New York () — The search for culprits for the collapse of Silicon Valley Bank has already begun and the technology sector points to Greg Becker, CEO of the bank, for allowing his company to go down in history as the second largest bank failure registered in the United States.
A Silicon Valley Bank employee, who requested anonymity to speak candidly, was stunned to see Becker publicly acknowledge the extent of the bank’s financial problems before privately rallying the financial support needed to weather the storm.
This set the stage for the panic that ensued as customers rushed to get their money out.
“It was absolutely stupid,” the employee, who works in asset management at Silicon Valley Bank, told in an interview. “They were being very transparent. It’s the exact opposite of what you would normally see in a scandal. But their transparency and candor killed them.”
Becker and his management team revealed on Wednesday night the hope (but not the firm commitment) of raising $2.25 billion in capital, as well as $21 billion in asset sales that caused losses of $1.8 billion. .
The news sparked a wave of fear in Silicon Valley, where the bank is a key lender to tech startups. Many of them panicked and withdrew $42 billion last Thursday alone, when Silicon Valley Bank shares plunged 60%, according to California regulators’ records.
At the close of business that day, Silicon Valley Bank had a negative cash balance of about $958 million.
“People are shocked at how stupid the CEO is,” says the person who knows Silicon Valley Bank. “You’ve been in business for 40 years and you tell me you can’t raise $2 billion privately?
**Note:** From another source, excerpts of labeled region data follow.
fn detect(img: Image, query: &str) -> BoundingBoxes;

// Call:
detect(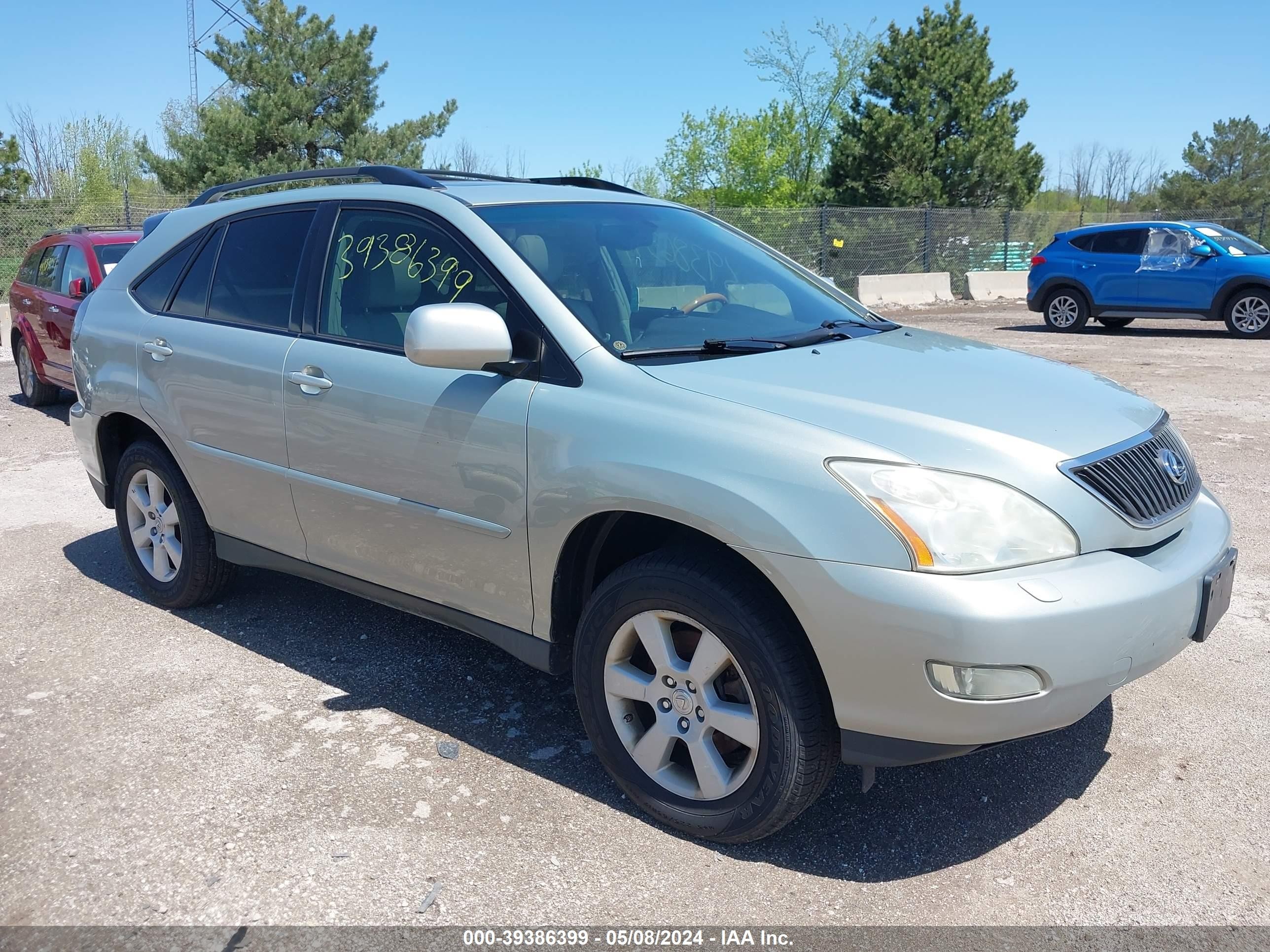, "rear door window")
[168,229,225,317]
[207,208,314,329]
[35,245,66,291]
[18,247,44,284]
[1092,229,1147,255]
[132,238,198,311]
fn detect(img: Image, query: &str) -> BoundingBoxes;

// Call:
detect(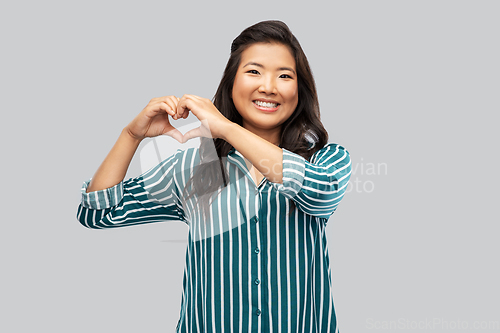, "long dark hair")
[184,21,328,216]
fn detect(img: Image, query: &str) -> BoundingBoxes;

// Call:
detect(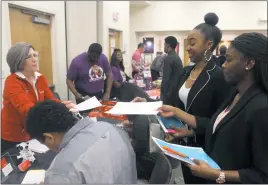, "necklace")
[190,69,197,81]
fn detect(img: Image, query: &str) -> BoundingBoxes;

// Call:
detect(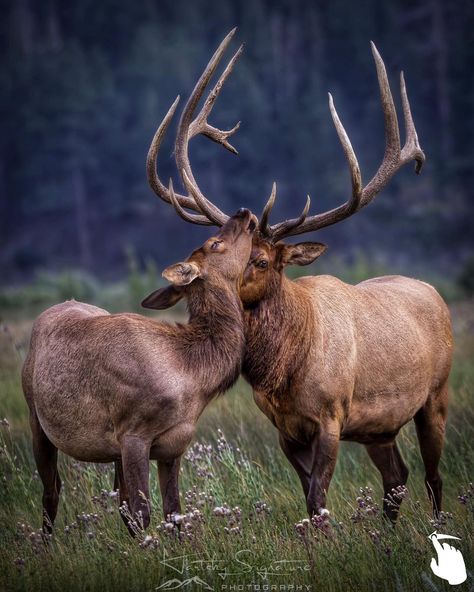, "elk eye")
[211,241,222,251]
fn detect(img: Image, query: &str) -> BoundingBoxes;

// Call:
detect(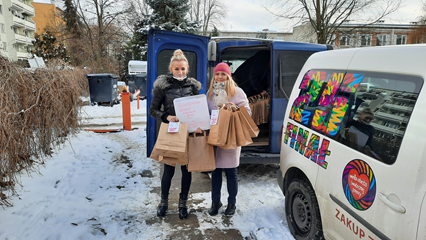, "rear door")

Get on a jet and fly to Kuwait like everyone else and give them control of a third of the bank.”
Silicon Valley Bank did not respond to requests for comment, but Becker apologized to employees for the situation.
“It is with a heavy heart that I am here to deliver this message,” Becker said in a video message to staff Friday.according to Reuters. “I can’t imagine what was going through his head and wondering, you know, about his job, his future.”
“General hysteria”
Jeff Sonnenfeld, CEO of the Yale School of Management’s Chief Executive Leadership Institute (CELI), told that he agrees that Silicon Valley Bank’s management deserves criticism for its “callous and careless execution.”
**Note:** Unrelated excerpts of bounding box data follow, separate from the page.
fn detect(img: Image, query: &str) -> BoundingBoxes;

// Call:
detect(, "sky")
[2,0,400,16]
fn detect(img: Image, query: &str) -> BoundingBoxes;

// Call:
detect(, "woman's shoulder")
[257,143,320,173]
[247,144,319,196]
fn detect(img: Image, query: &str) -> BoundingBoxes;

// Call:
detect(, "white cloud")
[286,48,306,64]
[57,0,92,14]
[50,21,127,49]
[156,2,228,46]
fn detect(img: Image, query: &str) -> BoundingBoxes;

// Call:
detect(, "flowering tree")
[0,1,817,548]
“Someone struck a match and the bank yelled: ‘Fire!’, ringing alarm bells in earnest out of genuine concern for transparency and honesty,” Sonnenfeld and Steven Tian, CELI’s director of research, said in an email. on on Sunday.
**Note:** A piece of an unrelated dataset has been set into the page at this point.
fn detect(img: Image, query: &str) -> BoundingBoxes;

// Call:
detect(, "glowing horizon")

Sonnenfeld and Tian said Wednesday night’s announcement of a $2.25 billion unsubscribed capital increase was not only “unnecessary” because Silicon Valley Bank had sufficient capital, well in excess of regulatory requirements, but there was no need to simultaneously disclose the loss of US$1.8 billion.
The double whammy “understandably sparked widespread hysteria in the midst of a race to withdraw deposits,” they both wrote, adding that they could have spaced out the announcements by a week or two and reduced the magnitude.
After his administration announced a nosedive bailout of Silicon Valley Bank depositors on Sunday, President Joe Biden signaled that US authorities would closely scrutinize all parties involved in the bank’s failure.
“I am firmly determined to hold those responsible for this disaster to account and to continue our efforts to strengthen supervision and regulation of large banks, so that we do not find ourselves in this situation again,” Biden said in a statement.
The role of the Fed
For their part, Sonnenfeld and Tian argue that Jerome Powell, Biden’s pick to head the Federal Reserve, and his colleagues deserve at least part of the blame.
“There should be no misunderstanding that the collapse of Silicon Valley Bank was a direct result of the Fed’s persistent and excessive interest rate hikes,” they wrote.
Because? Because the Federal Reserve’s war on inflation depressed both the value of the bonds Silicon Valley Bank relied on for capital and the value of the tech startups the bank served.
Of course, Silicon Valley Bank had more than a year to prepare for both issues.
The Silicon Valley Bank employee called the bank’s mismanagement of the balance sheet last week “stupid” and questioned the CEO and CFO’s strategy.
However, the employee, who is a Wall Street veteran, stressed his belief that Silicon Valley Bank’s fall was caused by mistakes and “naiveté”, and not by any wrongdoing.
“The saddest thing is that this place is like the Boy Scouts,” he said. “They made mistakes, but they are not bad people.”